I thought, prayed and worried for seven weeks about the decision and action I was about to undertake. And then in 90 minutes, on a sunny October day, it was over.
I woke up in the University of Toledo Medical Center with a Biotronik Evia pacemaker in my 49-year-old body, 300 miles from my home in the Town of Boston.
My husband was with me, as was the pleasant nursing supervisor who had assured me the operation would go smoothly. I remember a little of it – moving my feet and being told to stay still, but not much else.
My surgeon is also the cardiologist who manages my dysautonomia – the deregulation of the autonomic nervous system. This system regulates parts of the body we do not give much thought to: breathing, heart rate, blood pressure and temperature control. My heart rate had been steadily slowing as a result of the faulty autonomic nervous system and it was deemed necessary to implant a pacemaker to increase its rate. While this would not correct the dysautonomia, it would hopefully improve my quality of life.
From the time my cardiologist suggested we do the surgery until the actual date, I prepared myself. I met with my parish priest at SS. Peter and Paul Catholic Church in Hamburg, attended a healing Mass, spoke to a couple of close confidants, prayed, researched the pacemaker and talked to my primary care doctor. It was reassuring when my local doctor, who has known me for years, showed enthusiasm about the surgery. His confidence helped me decide to move forward.
The surgery was both a frightening and exciting proposition. Frightening to think that someone would be inserting two leads into the ventricles of my heart and that a silver-dollar-sized machine would help it beat. Turns out it assists my heart almost nonstop, because I can’t often get my resting rate to 60 beats per minute on its own.
It was exciting because this little technological wonder responds to both my heart rate and blood pressure, giving me an optimum chance for improved functioning.
And now, as we embrace the holiday season, I can’t help but pause and give thanks for the medical care I have received. I have a top-notch specialist – one who people travel from around the world to see. He is kind, smart, skilled and funny. He has given me back a huge amount of hope that my life can be a bit more fulfilling as I wake up each day with a steady pulse.
I have more energy and realize I am blessed to have had the opportunity for this medical care. I am literally excited to have a heart that beats steadily, that allows me to do a little more before I need to rest.

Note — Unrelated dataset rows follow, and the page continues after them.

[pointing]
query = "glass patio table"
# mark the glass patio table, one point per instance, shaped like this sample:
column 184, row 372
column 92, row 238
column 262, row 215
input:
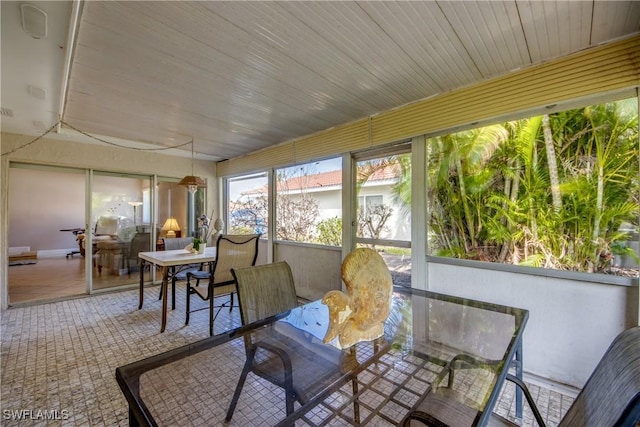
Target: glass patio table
column 433, row 344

I am fortunate to have a loving family and dear friends. My chronic illness has allowed me the opportunity to savor the blessings in my life. I have met new friends and have had opportunities afforded me through my illness.

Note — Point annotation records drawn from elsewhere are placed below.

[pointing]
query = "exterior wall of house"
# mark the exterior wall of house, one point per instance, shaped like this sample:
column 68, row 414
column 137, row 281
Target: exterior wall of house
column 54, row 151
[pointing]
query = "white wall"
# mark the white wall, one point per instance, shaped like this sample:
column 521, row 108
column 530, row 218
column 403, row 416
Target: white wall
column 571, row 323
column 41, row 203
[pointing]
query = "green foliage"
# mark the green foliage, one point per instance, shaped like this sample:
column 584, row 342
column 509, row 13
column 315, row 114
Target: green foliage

Three years ago, when my autonomic nervous system essentially failed, I would never have imagined the life I have today. Sure, there have been losses – my beloved school counseling career I had to retire early from is one of them – but there have been many joys. And this holiday season, and every day as I awake, I am reminded of these blessings. It starts each day with a beautiful, steady heartbeat and gets better as the day progresses.